Psycho-endocrine Clinic at Columbia University Medical Center, New York, NY
New York University Gender and Sexuality Service, New York, NY
Children’s Hospital of Philadelphia Gender & Sexuality Development Clinic, Philadelphia, PA
Gender and Sexual Development Program of Children’s Hospital of Pittsburgh of UPMC, Pittsburgh, PA
Gender Clinic at Barbara Bush Children’s Hospital at Maine Medical Center, Portland, ME
Health Care for Gender and Sexually Diverse Individuals, Providence, RI
Warren Alpert School of Medicine at Brown University
Gender & Sex Development Program, Ann & Robert H. Lurie Children’s Hospital of Chicago, Chicago, IL
University of Iowa Lesbian, Gay, Bisexual, Transgender, Queer, and Questioning Clinic, Coralville, IA
Transgender Clinic at Cincinnati Children’s Hospital Medical Center, Cincinnati, OH
University of Nebraska Medical Center, Omaha, NE
Gender and Sexuality Psychosocial Programs, Children’s National Medical Center, Washington, DC
Gender Education and Care Interdisciplinary Support (GENECIS) Program (University of Texas Southwestern Medical Center and Children’s Medical Center), Dallas, TX
Children’s Hospital Colorado’s Gender and Sexual Development Program, Denver, CO
Doernbecher Children’s Hospital Division of Pediatric Endocrinology, Portland, OR
Gender Management Clinic at Rady Children’s Hospital, San Diego, CA
Arnold Palmer Hospital for Children Division of Adolescent Medicine, Orlando, FL
Duke University Child and Adolescent Gender Care
The Washington University Transgender Center at St. Louis Children's Hospital
Division of Adolescent Medicine at Golisano Children's Hospital, University of Rochester
Government entities, at the State and Federal level, recognize the existence of transgender citizens. The State department allows gender changes on passports with medical certification. So does the FAA, the Social Security Administration, and roughly 34 states’ Departments of Motor Vehicles. Despite recent attempts to the contrary, the military continues to allow transgender enlistments and service.
Transgender people think about their gender nearly all the time. We dream in another gender or with gender themes.
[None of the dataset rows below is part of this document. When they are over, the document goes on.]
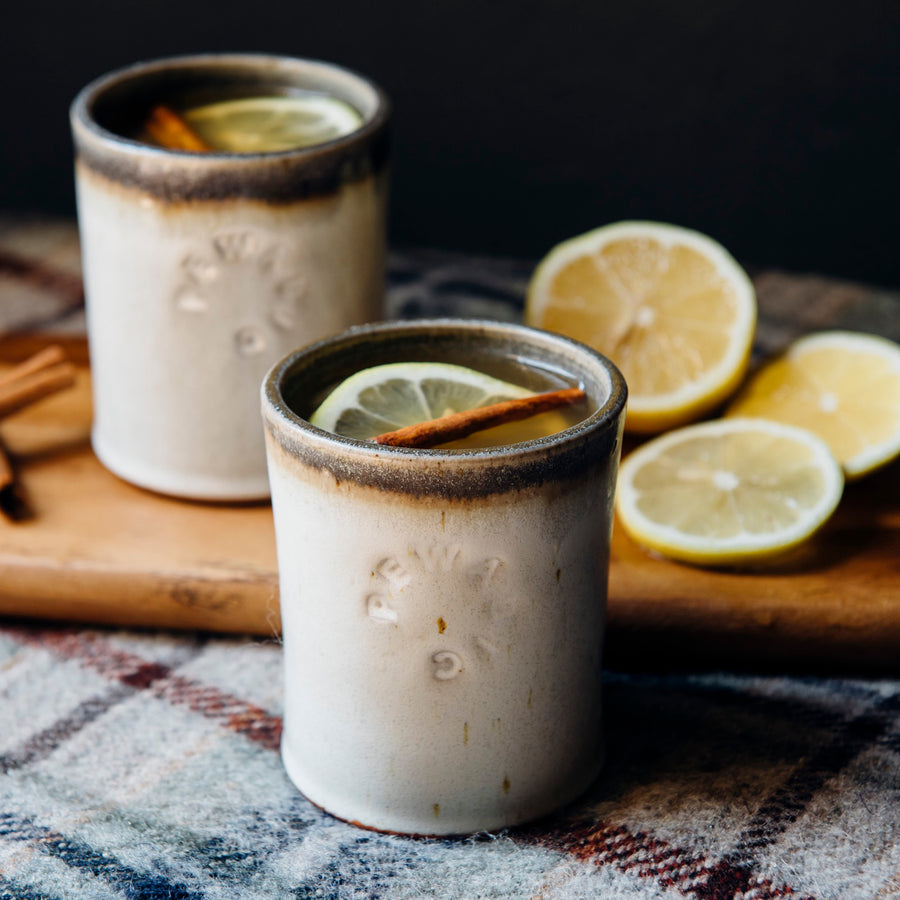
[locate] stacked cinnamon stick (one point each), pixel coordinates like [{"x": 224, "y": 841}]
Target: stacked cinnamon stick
[{"x": 42, "y": 374}]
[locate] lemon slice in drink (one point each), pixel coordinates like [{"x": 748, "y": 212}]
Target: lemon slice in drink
[
  {"x": 669, "y": 306},
  {"x": 385, "y": 398},
  {"x": 728, "y": 491},
  {"x": 842, "y": 385},
  {"x": 273, "y": 123}
]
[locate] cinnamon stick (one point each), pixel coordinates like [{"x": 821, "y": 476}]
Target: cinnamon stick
[
  {"x": 170, "y": 130},
  {"x": 455, "y": 426},
  {"x": 19, "y": 389},
  {"x": 40, "y": 375}
]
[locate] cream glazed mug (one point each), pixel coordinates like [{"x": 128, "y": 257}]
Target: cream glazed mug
[
  {"x": 202, "y": 269},
  {"x": 443, "y": 611}
]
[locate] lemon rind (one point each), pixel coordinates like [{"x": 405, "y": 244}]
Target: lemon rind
[
  {"x": 653, "y": 413},
  {"x": 675, "y": 544}
]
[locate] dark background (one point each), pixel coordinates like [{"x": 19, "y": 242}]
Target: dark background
[{"x": 774, "y": 127}]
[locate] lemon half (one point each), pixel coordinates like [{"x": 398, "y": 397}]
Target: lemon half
[{"x": 669, "y": 306}]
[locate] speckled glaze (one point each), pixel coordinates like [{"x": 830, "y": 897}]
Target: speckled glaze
[
  {"x": 201, "y": 270},
  {"x": 442, "y": 611}
]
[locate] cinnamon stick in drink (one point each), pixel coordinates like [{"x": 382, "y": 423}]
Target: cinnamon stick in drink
[
  {"x": 38, "y": 376},
  {"x": 170, "y": 130},
  {"x": 459, "y": 425}
]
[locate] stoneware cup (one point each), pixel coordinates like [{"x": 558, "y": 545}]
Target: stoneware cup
[
  {"x": 202, "y": 269},
  {"x": 443, "y": 611}
]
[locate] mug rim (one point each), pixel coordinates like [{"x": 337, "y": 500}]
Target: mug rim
[
  {"x": 81, "y": 109},
  {"x": 553, "y": 457},
  {"x": 277, "y": 178}
]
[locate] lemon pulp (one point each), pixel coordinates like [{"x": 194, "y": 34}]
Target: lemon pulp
[
  {"x": 385, "y": 398},
  {"x": 272, "y": 123},
  {"x": 669, "y": 306}
]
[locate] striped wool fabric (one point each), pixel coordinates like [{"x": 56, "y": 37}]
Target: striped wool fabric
[{"x": 146, "y": 766}]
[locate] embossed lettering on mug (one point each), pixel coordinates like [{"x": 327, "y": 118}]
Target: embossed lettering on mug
[
  {"x": 434, "y": 589},
  {"x": 240, "y": 263}
]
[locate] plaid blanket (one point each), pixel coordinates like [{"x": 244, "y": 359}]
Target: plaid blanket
[{"x": 146, "y": 766}]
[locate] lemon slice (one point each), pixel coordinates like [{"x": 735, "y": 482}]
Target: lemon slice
[
  {"x": 842, "y": 385},
  {"x": 728, "y": 491},
  {"x": 669, "y": 306},
  {"x": 272, "y": 123},
  {"x": 385, "y": 398}
]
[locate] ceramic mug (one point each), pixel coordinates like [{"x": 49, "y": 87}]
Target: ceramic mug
[
  {"x": 442, "y": 611},
  {"x": 202, "y": 269}
]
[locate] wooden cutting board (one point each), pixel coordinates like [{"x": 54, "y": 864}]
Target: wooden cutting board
[{"x": 98, "y": 550}]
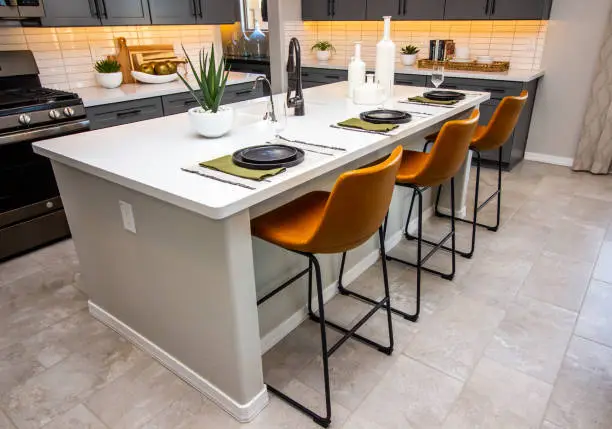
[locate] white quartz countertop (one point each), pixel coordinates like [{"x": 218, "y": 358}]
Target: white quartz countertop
[
  {"x": 96, "y": 96},
  {"x": 511, "y": 75},
  {"x": 148, "y": 156}
]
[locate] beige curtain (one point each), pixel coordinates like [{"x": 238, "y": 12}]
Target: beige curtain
[{"x": 594, "y": 152}]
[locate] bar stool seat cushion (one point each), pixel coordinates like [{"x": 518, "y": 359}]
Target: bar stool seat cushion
[{"x": 293, "y": 225}]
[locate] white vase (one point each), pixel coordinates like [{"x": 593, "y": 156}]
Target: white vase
[
  {"x": 408, "y": 60},
  {"x": 209, "y": 124},
  {"x": 109, "y": 80},
  {"x": 323, "y": 56}
]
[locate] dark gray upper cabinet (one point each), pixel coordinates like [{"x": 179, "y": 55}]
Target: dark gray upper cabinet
[
  {"x": 316, "y": 10},
  {"x": 60, "y": 13},
  {"x": 518, "y": 9},
  {"x": 173, "y": 11},
  {"x": 217, "y": 11},
  {"x": 349, "y": 10},
  {"x": 467, "y": 9}
]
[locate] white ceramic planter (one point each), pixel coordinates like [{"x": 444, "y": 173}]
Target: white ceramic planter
[
  {"x": 323, "y": 56},
  {"x": 408, "y": 60},
  {"x": 211, "y": 125},
  {"x": 109, "y": 80}
]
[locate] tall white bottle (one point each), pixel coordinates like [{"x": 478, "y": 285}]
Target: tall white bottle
[
  {"x": 356, "y": 71},
  {"x": 385, "y": 60}
]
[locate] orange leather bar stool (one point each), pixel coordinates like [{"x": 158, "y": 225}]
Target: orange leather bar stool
[
  {"x": 323, "y": 222},
  {"x": 421, "y": 171},
  {"x": 490, "y": 137}
]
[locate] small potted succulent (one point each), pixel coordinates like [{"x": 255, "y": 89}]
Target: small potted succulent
[
  {"x": 323, "y": 49},
  {"x": 409, "y": 55},
  {"x": 108, "y": 73},
  {"x": 209, "y": 119}
]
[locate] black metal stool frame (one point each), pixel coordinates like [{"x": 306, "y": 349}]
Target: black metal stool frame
[
  {"x": 477, "y": 208},
  {"x": 417, "y": 191},
  {"x": 348, "y": 333}
]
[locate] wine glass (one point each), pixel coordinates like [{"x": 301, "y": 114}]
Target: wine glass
[{"x": 437, "y": 77}]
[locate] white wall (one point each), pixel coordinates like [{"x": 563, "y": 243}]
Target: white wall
[{"x": 574, "y": 39}]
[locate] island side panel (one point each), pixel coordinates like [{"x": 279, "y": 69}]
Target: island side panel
[{"x": 183, "y": 281}]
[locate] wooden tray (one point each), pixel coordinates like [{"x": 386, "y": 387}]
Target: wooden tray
[{"x": 496, "y": 67}]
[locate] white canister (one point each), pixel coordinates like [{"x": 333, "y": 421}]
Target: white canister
[
  {"x": 385, "y": 60},
  {"x": 356, "y": 76}
]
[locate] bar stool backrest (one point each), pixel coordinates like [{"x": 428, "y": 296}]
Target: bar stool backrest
[
  {"x": 502, "y": 124},
  {"x": 357, "y": 206},
  {"x": 449, "y": 151}
]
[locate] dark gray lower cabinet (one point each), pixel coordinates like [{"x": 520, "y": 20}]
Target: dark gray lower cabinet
[
  {"x": 110, "y": 115},
  {"x": 514, "y": 149}
]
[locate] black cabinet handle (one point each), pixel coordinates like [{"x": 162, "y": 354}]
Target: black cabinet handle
[{"x": 129, "y": 113}]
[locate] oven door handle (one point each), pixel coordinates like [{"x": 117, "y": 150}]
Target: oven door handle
[{"x": 45, "y": 132}]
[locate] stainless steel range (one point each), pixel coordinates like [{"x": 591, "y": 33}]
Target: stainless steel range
[{"x": 31, "y": 211}]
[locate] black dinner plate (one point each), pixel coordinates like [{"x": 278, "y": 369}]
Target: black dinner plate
[
  {"x": 240, "y": 161},
  {"x": 444, "y": 95},
  {"x": 386, "y": 116},
  {"x": 269, "y": 154}
]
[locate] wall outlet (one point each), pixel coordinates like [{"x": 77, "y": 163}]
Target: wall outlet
[{"x": 127, "y": 215}]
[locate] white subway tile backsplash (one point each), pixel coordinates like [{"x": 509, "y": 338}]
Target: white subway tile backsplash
[{"x": 65, "y": 56}]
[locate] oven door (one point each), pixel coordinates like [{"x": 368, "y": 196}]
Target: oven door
[{"x": 27, "y": 183}]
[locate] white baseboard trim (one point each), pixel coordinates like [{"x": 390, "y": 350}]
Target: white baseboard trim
[
  {"x": 244, "y": 413},
  {"x": 549, "y": 159},
  {"x": 281, "y": 331}
]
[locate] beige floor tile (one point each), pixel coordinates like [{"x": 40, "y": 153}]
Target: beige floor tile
[
  {"x": 558, "y": 280},
  {"x": 494, "y": 279},
  {"x": 51, "y": 393},
  {"x": 501, "y": 398},
  {"x": 532, "y": 338},
  {"x": 581, "y": 397},
  {"x": 577, "y": 241},
  {"x": 603, "y": 268},
  {"x": 192, "y": 411},
  {"x": 454, "y": 339},
  {"x": 595, "y": 321},
  {"x": 280, "y": 415},
  {"x": 5, "y": 422},
  {"x": 77, "y": 418},
  {"x": 137, "y": 397},
  {"x": 411, "y": 395}
]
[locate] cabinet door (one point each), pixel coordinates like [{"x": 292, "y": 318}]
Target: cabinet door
[
  {"x": 467, "y": 9},
  {"x": 218, "y": 11},
  {"x": 125, "y": 12},
  {"x": 67, "y": 13},
  {"x": 172, "y": 12},
  {"x": 517, "y": 9},
  {"x": 379, "y": 8},
  {"x": 349, "y": 10},
  {"x": 423, "y": 9},
  {"x": 316, "y": 10}
]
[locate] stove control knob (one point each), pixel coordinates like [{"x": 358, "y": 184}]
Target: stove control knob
[{"x": 25, "y": 119}]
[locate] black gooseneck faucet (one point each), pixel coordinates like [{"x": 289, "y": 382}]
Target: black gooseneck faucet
[{"x": 294, "y": 73}]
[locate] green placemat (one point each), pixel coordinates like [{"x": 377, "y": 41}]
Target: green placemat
[
  {"x": 226, "y": 165},
  {"x": 430, "y": 101},
  {"x": 363, "y": 125}
]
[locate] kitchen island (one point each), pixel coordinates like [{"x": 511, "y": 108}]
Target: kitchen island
[{"x": 167, "y": 257}]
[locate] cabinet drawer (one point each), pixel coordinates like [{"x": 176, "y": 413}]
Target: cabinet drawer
[
  {"x": 178, "y": 103},
  {"x": 498, "y": 89},
  {"x": 111, "y": 115},
  {"x": 410, "y": 80},
  {"x": 324, "y": 76}
]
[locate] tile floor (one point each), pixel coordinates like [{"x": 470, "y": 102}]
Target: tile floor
[{"x": 522, "y": 338}]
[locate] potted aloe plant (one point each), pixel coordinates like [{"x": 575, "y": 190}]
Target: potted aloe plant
[
  {"x": 108, "y": 73},
  {"x": 323, "y": 49},
  {"x": 409, "y": 55},
  {"x": 209, "y": 118}
]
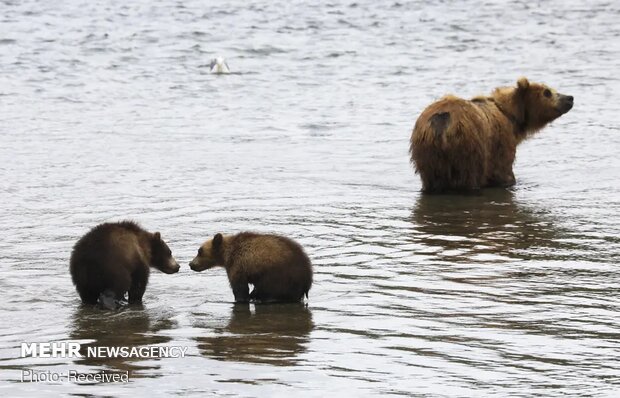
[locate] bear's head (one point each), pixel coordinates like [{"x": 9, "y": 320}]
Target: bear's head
[
  {"x": 540, "y": 104},
  {"x": 210, "y": 254},
  {"x": 161, "y": 255}
]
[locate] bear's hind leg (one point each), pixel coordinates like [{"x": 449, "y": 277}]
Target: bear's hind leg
[
  {"x": 139, "y": 280},
  {"x": 241, "y": 291}
]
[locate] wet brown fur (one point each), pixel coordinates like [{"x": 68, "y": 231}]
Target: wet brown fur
[
  {"x": 276, "y": 266},
  {"x": 459, "y": 144},
  {"x": 116, "y": 257}
]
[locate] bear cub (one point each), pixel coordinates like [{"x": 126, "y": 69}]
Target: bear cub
[
  {"x": 277, "y": 267},
  {"x": 464, "y": 145},
  {"x": 114, "y": 258}
]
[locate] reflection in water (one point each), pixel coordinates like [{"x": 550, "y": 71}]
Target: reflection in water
[
  {"x": 129, "y": 327},
  {"x": 482, "y": 227},
  {"x": 274, "y": 334}
]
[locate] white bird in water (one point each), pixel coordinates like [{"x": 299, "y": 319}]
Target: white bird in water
[{"x": 219, "y": 66}]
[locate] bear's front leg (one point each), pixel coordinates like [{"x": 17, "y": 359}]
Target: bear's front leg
[
  {"x": 139, "y": 280},
  {"x": 241, "y": 292}
]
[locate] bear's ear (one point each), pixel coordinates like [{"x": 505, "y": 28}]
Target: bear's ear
[
  {"x": 523, "y": 84},
  {"x": 217, "y": 241}
]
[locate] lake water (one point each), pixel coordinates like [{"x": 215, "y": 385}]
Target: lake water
[{"x": 108, "y": 111}]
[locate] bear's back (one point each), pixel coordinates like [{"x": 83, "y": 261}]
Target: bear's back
[
  {"x": 258, "y": 252},
  {"x": 108, "y": 245}
]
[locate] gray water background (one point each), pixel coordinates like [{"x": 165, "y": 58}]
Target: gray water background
[{"x": 108, "y": 111}]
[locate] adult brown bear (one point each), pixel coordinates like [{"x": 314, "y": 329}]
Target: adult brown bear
[
  {"x": 114, "y": 258},
  {"x": 276, "y": 266},
  {"x": 463, "y": 145}
]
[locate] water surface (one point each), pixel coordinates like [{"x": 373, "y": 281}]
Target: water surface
[{"x": 108, "y": 112}]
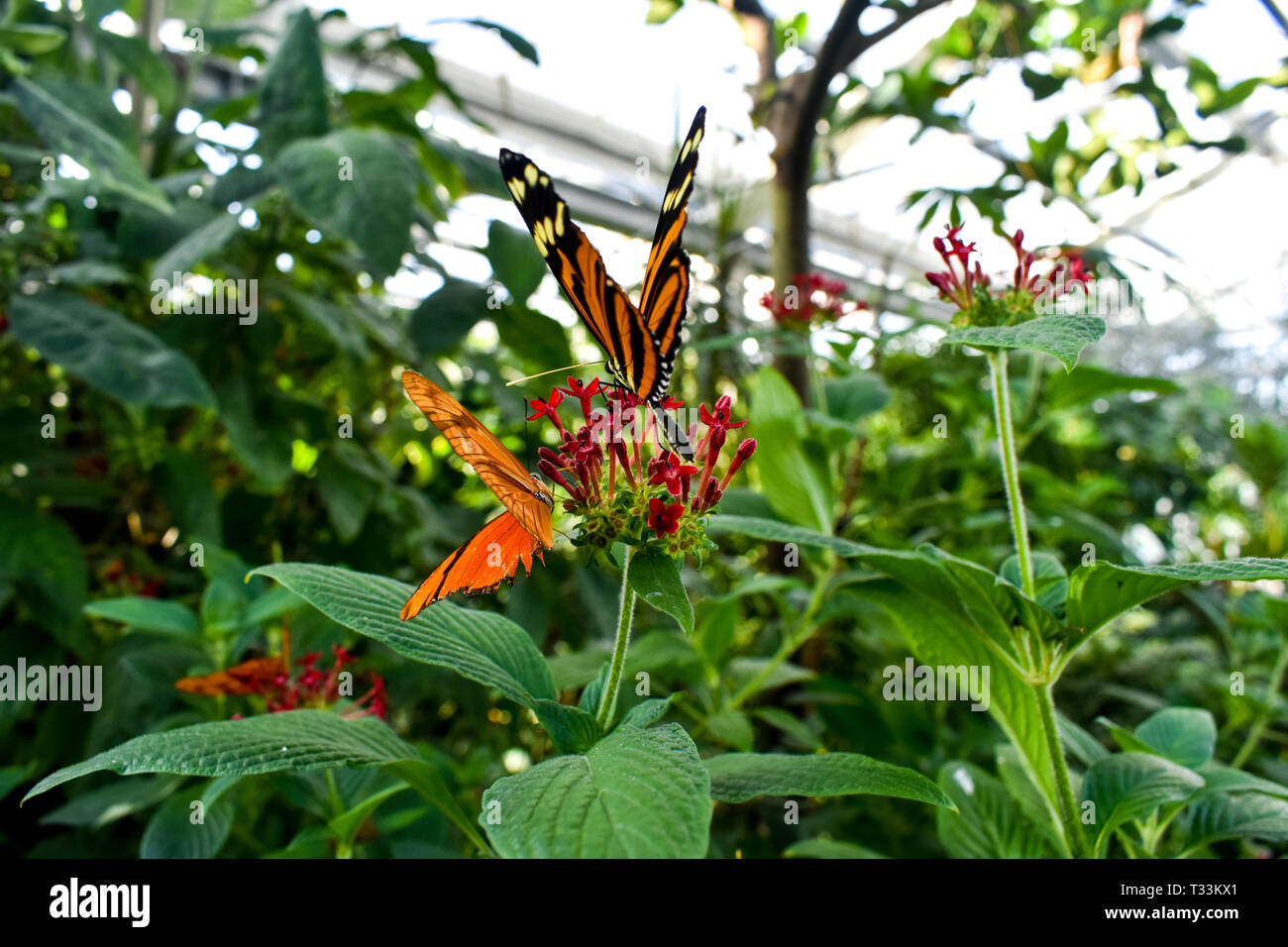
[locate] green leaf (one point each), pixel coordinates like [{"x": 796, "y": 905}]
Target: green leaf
[
  {"x": 514, "y": 40},
  {"x": 732, "y": 728},
  {"x": 829, "y": 848},
  {"x": 481, "y": 646},
  {"x": 292, "y": 97},
  {"x": 923, "y": 599},
  {"x": 429, "y": 784},
  {"x": 294, "y": 740},
  {"x": 636, "y": 793},
  {"x": 519, "y": 269},
  {"x": 1129, "y": 787},
  {"x": 803, "y": 492},
  {"x": 115, "y": 800},
  {"x": 447, "y": 316},
  {"x": 1103, "y": 591},
  {"x": 198, "y": 247},
  {"x": 146, "y": 615},
  {"x": 31, "y": 39},
  {"x": 656, "y": 579},
  {"x": 357, "y": 183},
  {"x": 776, "y": 531},
  {"x": 1184, "y": 735},
  {"x": 65, "y": 131},
  {"x": 737, "y": 777},
  {"x": 572, "y": 729},
  {"x": 988, "y": 823},
  {"x": 1063, "y": 337},
  {"x": 1091, "y": 381},
  {"x": 851, "y": 397},
  {"x": 172, "y": 834},
  {"x": 111, "y": 354},
  {"x": 1245, "y": 815}
]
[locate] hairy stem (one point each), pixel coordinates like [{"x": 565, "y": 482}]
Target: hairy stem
[
  {"x": 1012, "y": 468},
  {"x": 1258, "y": 725},
  {"x": 608, "y": 702},
  {"x": 1074, "y": 838}
]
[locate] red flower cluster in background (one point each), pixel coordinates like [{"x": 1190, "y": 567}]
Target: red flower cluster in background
[
  {"x": 809, "y": 298},
  {"x": 622, "y": 493},
  {"x": 969, "y": 289}
]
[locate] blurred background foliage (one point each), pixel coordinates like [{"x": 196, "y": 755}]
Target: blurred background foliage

We almost always recognize that something “doesn’t fit” at a very early age; around 6, long before we can understand what it is. Cis-gender people do not have this preoccupation. When we are diagnosed, we find that transgender is consistent, persistent, and insistent. This means that it’s not an isolated manifestation, like just for Halloween. It’s continuous and stubborn. And, if we try to ignore it or “cure” ourselves, it comes back.
So, despite Governor Huckabee’s ignorant assertions, and the assumptions of others in certain policy making roles, ultimately transgender people have only one choice and it’s not our gender identity. We can enter therapy or take medications to subtly reduce our constant buzz, but after hours of talk therapy it’s a decision between a) what we can live with, and b) what we are willing to give up in order to live as our true selves. The only choice we have is to successfully navigate our condition and survive without continuous anxiety, guilt, shame, unemployment, and poverty. Or, succumb to debilitating heath conditions, mental illness, and maybe loss of life.